Wednesday, November 25, 2009

Joachim Schmid, Other People's Photographs


Photography as a medium of originality can be explored in museum collections, from the rough-hewn negatives & positives of the calotype, to the MFA mandated images of today. If one were to consider photography not just as another medium, but as a social phenomenon, its ubiquity as well as its banality must be taken into account. From the introduction of the Kodak camera (& image) in 1888, which created a global amateur market, photography has had a role beyond its aesthetics, in the everyday.

The industrialization of imagery, its crazy ubiquity, as well as its acceptance, indicates a faith which may extend beyond the average. The lowest common denominator may be recognition, if nothing else. A tacit faith in doing something, with a machine, which in its objectivity, denotes a moment, its reality.

I first noticed the books of Joachim Schmid on the shelves at Printed Matter. There is a great deal of humor in Schmid's self-published books, such as Phantome, in which a sort of game is involved, matching up media images of criminals with their crimes. Schmid addresses the absolute & unconscious aspect of photography, the fact that it is accepted without a question, as well as its role in daily life, whether or not that is actually clear. It is simply there.

The books,"Other People's Pictures" are a series of POD books available from Blurb. Culled from flickr, Schmid has created his own taxonomies using appropriate key words, & utilizing the daily excess of on line postings. "Other people's pictures" indicates a willingness to share & to be like others as much as it will show a sense of standing alone. Photography is a lonely but ubiquitous enterprise.

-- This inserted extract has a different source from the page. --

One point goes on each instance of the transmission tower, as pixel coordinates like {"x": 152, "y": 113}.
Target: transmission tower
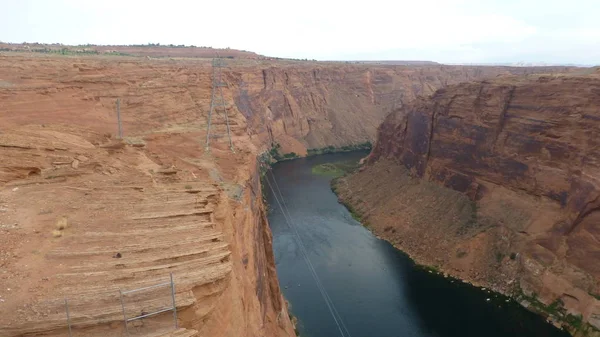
{"x": 217, "y": 102}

I is like others.

Schmid's books interject in a daily electronic culture, a vast every-expanding archive of virtual collections.

The apparent clarity of selected keywords ("Mickey" or "Digits" for example) become strange & exotic. Ostensibly each book ordered from Schmid is itself unique in its selection & editing. No two are exactly alike, yet all are so familiar.

Photography in Schmid's book becomes a shared technology rather than a singular expressive medium. Our fantasies are also someone else's & we can see so, easily. On sites such as flickr this may be the salient detail/ which prompts not only an excess of compiling images, but of circulating them in an efficient & globally open manner.